Bloomberg quoted the search giant's lawyer Genevra Forwood as telling the European Union's General Court in Luxembourg on Thursday that the company "could not have known its conduct was an abuse" when it cut deals for the use of Android.
At the time the fine was imposed, the EU said the company would have to end its alleged breach of antitrust rules within 90 days or pay a penalty of up to 5% of the average daily turnover of its parent company, Alphabet.
Google has now racked up more €8.2 billion in fines from the EU, with a €2.4 billion fine being levied in 2017 for allegedly abusing its search engine dominance to give illegal advantage to its own comparison shopping service. The company has appealed the decision.
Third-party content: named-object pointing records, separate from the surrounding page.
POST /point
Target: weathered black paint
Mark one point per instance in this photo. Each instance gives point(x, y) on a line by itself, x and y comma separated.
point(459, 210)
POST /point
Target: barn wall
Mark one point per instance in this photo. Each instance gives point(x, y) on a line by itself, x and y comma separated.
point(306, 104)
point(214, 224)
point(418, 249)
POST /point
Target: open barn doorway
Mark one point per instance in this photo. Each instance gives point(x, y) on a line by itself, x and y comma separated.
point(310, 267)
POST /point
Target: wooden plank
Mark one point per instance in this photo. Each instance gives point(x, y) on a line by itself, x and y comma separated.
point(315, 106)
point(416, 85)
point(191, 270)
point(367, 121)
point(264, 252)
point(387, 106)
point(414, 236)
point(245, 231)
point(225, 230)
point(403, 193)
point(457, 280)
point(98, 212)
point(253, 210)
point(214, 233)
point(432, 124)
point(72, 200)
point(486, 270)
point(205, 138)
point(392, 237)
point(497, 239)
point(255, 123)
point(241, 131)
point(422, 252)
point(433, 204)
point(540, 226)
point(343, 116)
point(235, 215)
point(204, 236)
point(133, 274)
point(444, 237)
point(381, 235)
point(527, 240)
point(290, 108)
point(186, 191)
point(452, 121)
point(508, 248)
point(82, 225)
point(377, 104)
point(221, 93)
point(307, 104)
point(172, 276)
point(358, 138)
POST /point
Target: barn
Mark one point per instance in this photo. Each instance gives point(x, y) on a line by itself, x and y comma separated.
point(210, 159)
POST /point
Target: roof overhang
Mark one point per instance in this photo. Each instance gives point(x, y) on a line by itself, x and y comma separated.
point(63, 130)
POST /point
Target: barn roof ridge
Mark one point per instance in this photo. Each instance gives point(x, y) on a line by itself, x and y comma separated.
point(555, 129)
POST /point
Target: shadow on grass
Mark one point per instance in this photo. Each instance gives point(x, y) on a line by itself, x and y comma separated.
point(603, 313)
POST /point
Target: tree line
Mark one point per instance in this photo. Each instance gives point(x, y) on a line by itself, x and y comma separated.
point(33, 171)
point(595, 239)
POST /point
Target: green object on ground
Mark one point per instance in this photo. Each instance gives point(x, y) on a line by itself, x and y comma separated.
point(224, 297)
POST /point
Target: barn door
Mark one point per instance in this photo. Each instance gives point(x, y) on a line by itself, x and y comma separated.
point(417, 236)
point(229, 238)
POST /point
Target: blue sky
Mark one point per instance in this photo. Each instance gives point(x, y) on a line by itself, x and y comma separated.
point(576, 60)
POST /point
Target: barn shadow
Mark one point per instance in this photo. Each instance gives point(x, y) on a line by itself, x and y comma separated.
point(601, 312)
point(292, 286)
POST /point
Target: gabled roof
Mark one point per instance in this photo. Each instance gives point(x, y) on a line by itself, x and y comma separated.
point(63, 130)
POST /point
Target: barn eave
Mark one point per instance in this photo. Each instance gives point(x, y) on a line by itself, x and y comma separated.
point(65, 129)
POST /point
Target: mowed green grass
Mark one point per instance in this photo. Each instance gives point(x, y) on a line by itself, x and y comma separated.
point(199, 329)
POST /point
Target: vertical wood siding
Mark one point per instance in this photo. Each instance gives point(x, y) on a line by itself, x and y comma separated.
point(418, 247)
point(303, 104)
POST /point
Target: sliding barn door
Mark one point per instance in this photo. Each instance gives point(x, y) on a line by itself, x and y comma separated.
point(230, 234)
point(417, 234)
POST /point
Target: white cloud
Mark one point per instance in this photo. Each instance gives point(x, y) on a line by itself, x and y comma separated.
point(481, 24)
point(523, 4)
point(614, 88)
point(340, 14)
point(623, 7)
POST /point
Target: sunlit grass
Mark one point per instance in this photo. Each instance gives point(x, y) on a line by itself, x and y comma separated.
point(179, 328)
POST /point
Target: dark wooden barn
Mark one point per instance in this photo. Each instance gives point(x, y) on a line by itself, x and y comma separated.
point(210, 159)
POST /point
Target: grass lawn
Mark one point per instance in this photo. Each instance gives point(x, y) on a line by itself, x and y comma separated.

Forwood gave the court another option: reduce the record fine because it was calculated based on ad revenue from Google's home page, a website that not directly linked to Android phones.
But the European Commission's lawyer Anthony Dawes was scornful of this approach, saying the fine was just 4.5% of Google's revenue in 2017 and much lower than a 10% cap.
Forwood's argument was similar to that of a driver who kills a pedestrian and then claims in court that there should be no penalty because he/she did not intend to kill anyone.
She said Google had no anti-competitive intent and it could not have known its conduct was an abuse, as there was no judicial precedent.
"So it was wrong for the Commission to impose any fine at all, let alone turn up the dials to reach its biggest fine ever," Forwood said.
In a detailed statement at the time the fine was imposed, the EC, the executive arm of the EU, said Google:
- had required manufacturers to pre-install the Google Search app and browser app (Chrome), as a condition for licensing Google's app store (the Play Store);
- made payments to certain large manufacturers and mobile network operators on condition that they exclusively pre-installed the Google Search app on their devices; and
- had prevented manufacturers wishing to pre-install Google apps from selling even a single smart mobile device running on alternative versions of Android that were not approved by Google (so-called "Android forks").
The hearings began on Monday and the court is expected to issue a decision next year. Google has been contacted for comment.